Now, just two weeks or ten days ago, I just returned from a big conference in New Delhi, the Raisina Dialogue, which is going to be an annual conference organized by the Indian government. I can assure you that there, many speakers from Asian countries, acting foreign ministers, former presidents, leaders of leading institutions, all want to integrate with the One Belt, One Road policy, because they have recognized what the New Silk Road means for countries like Sri Lanka, Bangladesh, Nepal, Bhutan, Afghanistan. It means that they can import the Chinese economic development model and repeat what China did in terms of the very rapid economic development it has undergone in the last 40 years, particularly in the last 25 years.
The Schiller Institute had already proposed some years ago—in 2012—that the only way you stop terrorism and stop, now in the last year, the refugee crisis, is by bringing development to Southwest Asia and to Africa. Because only if you have a comprehensive development program for those countries which have been destroyed by wars or a lack of development, as in the case of Africa, only if you apply the method of the New Silk Road to the Middle East, to Africa, can one can solve these problems. This is now on the table.

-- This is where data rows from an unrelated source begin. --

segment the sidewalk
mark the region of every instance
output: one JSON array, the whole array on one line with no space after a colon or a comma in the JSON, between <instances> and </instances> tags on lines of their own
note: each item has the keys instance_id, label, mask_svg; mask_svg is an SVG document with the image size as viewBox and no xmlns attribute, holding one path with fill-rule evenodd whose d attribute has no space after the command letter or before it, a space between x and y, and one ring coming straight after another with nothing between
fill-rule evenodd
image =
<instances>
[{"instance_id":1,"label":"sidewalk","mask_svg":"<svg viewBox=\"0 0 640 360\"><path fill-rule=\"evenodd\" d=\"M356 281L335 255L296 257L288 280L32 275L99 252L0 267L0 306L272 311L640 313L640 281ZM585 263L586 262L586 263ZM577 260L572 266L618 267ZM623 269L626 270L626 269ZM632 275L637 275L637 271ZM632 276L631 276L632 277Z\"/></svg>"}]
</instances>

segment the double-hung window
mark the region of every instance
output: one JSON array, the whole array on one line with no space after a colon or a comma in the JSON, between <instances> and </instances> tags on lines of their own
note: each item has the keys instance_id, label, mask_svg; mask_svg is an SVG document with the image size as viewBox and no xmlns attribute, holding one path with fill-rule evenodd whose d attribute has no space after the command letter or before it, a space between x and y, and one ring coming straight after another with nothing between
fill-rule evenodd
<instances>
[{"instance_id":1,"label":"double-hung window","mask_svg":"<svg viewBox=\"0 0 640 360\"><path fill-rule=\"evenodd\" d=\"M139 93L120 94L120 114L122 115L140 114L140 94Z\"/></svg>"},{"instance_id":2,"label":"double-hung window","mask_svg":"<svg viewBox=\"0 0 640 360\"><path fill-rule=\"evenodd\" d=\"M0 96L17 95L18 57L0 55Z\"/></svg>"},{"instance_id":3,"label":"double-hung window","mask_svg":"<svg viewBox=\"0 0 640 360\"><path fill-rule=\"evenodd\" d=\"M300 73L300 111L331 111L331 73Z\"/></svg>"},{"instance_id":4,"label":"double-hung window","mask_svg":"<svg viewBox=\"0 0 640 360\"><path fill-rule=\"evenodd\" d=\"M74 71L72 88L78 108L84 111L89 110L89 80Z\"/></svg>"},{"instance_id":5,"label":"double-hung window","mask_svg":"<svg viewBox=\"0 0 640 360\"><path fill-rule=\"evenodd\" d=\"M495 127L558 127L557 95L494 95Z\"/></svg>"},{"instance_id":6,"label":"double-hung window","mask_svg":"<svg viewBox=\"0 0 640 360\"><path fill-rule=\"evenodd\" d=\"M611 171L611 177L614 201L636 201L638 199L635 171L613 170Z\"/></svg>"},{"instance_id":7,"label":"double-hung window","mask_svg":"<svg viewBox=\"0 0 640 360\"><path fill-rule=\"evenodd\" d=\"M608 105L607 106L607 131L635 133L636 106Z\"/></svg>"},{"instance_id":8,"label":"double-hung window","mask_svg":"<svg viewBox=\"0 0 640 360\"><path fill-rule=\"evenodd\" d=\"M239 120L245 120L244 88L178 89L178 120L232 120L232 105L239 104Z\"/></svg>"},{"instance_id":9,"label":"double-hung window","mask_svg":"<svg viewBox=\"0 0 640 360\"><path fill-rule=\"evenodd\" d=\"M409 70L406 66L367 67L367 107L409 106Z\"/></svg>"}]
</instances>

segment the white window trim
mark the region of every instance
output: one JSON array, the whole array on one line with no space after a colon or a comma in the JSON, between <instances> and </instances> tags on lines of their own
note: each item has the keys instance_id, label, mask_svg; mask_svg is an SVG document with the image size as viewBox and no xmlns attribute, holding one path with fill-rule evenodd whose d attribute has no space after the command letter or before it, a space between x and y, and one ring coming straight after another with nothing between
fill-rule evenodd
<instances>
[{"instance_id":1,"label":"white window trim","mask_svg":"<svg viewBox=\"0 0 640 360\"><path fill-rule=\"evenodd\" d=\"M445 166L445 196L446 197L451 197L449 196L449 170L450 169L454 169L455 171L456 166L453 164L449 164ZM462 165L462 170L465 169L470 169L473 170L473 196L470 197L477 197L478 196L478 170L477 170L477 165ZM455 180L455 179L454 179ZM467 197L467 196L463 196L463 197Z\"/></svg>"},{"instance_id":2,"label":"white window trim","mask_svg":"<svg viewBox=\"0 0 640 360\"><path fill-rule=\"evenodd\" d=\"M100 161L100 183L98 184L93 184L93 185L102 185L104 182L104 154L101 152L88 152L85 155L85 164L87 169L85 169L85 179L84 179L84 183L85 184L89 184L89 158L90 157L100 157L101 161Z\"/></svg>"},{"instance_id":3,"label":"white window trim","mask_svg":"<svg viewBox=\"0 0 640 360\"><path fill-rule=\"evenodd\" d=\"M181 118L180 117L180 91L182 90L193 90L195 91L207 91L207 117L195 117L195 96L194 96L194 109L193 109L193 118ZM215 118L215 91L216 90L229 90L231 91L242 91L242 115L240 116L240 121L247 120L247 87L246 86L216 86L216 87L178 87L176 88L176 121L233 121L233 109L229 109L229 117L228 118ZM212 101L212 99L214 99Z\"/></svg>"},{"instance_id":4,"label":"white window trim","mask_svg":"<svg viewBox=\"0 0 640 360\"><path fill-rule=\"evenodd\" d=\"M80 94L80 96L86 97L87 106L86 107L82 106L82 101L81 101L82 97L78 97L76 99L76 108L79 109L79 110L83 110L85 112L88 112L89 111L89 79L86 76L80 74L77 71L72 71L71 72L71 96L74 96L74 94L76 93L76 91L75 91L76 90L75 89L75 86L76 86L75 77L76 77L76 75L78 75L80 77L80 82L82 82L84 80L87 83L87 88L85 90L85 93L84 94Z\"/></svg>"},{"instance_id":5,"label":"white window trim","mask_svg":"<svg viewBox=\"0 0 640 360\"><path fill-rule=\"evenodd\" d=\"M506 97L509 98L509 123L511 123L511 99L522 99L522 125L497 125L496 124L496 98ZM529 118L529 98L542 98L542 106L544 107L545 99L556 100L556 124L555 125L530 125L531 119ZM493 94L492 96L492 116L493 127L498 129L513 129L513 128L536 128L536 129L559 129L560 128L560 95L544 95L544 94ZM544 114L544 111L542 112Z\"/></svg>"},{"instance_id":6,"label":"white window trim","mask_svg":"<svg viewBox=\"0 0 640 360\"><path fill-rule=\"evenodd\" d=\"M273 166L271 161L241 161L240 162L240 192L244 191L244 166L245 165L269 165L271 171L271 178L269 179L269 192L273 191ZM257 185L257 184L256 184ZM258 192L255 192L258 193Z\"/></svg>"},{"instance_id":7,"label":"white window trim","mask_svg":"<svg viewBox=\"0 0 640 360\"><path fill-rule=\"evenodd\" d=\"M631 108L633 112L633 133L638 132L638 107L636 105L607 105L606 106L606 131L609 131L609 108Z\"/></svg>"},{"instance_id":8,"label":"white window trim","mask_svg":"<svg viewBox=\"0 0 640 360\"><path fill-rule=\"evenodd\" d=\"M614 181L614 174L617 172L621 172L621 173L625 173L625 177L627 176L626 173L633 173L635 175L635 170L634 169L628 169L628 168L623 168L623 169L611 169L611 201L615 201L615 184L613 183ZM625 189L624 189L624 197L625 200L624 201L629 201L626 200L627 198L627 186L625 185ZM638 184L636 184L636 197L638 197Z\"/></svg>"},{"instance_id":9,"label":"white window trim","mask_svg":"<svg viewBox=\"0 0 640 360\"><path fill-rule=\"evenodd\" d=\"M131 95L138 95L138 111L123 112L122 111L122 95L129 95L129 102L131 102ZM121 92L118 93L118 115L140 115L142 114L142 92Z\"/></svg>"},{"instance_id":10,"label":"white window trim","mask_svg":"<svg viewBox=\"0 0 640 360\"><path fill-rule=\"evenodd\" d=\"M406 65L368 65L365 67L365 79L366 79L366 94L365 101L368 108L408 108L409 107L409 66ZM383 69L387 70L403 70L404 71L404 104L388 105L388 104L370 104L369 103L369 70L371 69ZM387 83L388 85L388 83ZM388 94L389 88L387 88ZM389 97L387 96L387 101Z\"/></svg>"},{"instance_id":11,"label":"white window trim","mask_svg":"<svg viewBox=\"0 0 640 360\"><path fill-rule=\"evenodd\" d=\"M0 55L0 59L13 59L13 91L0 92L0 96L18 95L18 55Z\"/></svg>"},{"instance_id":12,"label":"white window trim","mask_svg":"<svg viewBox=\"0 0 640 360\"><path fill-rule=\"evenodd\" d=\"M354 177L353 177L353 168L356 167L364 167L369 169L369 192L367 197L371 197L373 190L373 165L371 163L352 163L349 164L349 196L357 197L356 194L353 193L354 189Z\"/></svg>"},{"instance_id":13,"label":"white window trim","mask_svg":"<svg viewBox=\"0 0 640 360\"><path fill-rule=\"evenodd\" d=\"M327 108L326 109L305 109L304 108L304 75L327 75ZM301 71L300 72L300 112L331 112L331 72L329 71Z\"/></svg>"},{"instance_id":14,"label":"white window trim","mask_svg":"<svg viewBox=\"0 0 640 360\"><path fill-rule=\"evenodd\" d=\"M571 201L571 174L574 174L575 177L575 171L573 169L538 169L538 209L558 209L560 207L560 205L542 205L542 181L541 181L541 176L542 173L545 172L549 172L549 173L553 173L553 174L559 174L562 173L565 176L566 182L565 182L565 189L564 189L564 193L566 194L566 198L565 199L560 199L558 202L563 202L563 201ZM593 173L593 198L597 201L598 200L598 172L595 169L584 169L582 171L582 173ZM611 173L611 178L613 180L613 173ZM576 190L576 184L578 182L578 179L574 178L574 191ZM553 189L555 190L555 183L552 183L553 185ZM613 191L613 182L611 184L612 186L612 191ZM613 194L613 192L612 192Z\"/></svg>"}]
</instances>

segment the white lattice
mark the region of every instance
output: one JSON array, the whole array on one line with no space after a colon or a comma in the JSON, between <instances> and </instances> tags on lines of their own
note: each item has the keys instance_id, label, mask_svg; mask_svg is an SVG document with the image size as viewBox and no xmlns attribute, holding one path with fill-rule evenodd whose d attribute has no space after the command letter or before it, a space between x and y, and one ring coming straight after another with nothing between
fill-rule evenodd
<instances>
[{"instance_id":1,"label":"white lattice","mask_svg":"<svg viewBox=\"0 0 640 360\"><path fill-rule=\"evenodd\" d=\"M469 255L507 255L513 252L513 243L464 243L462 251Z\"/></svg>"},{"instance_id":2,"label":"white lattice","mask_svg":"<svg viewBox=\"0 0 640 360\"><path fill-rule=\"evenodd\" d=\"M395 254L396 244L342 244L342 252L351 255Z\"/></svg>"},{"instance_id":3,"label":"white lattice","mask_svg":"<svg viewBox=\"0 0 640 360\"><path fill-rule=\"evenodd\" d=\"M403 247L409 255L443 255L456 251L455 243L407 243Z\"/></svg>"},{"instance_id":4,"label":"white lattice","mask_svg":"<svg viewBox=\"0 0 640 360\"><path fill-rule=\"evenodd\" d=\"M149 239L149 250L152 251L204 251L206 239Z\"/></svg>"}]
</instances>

President Xi Jinping visited Tehran four or five weeks ago, to present the New Silk Road. Shortly after his visit, the first Silk Road train from Yiwu, in China, arrived in Tehran, with, I think, 32 containers. Xi Jinping said that the New Silk Road is a concept to be expanded for the entire Southwest Asian region.
Iranian President Rouhani immediately responded that Iran wants to cooperate. At this conference in New Delhi in which I participated, former Afghan President Karzai said Afghanistan must become the hub of the New Silk Road connecting Asia and Europe, and other leading speakers spoke along the same lines.
I want to emphasize, and you will hear about this from other speakers, I suppose, that the only way that we will get out of this crisis, is if we develop the Middle East together with Russia, China, India, Iran, Egypt, and other countries of the region, and that we get Germany, France, Italy, the United States, and all other countries to cooperate in what I would call a “Marshall Plan Silk Road perspective for the Middle East and Africa.”
I only mention “Marshall Plan,” not because it’s meant to be a Cold War instrument like the Marshall Plan was, but because it reminds people in Europe that you can reconstruct countries which have been destroyed by war, with economic development.
That is the only way we can stop the refugee crisis, because only if you give an incentive for people to rebuild their own home countries and you give young people a perspective of hope to become a doctor, a scientist, a teacher, can you dry out terrorism. That is the concrete plan that is now on the table. Either we can get European institutions to go for this alternative, or we will crash against the wall.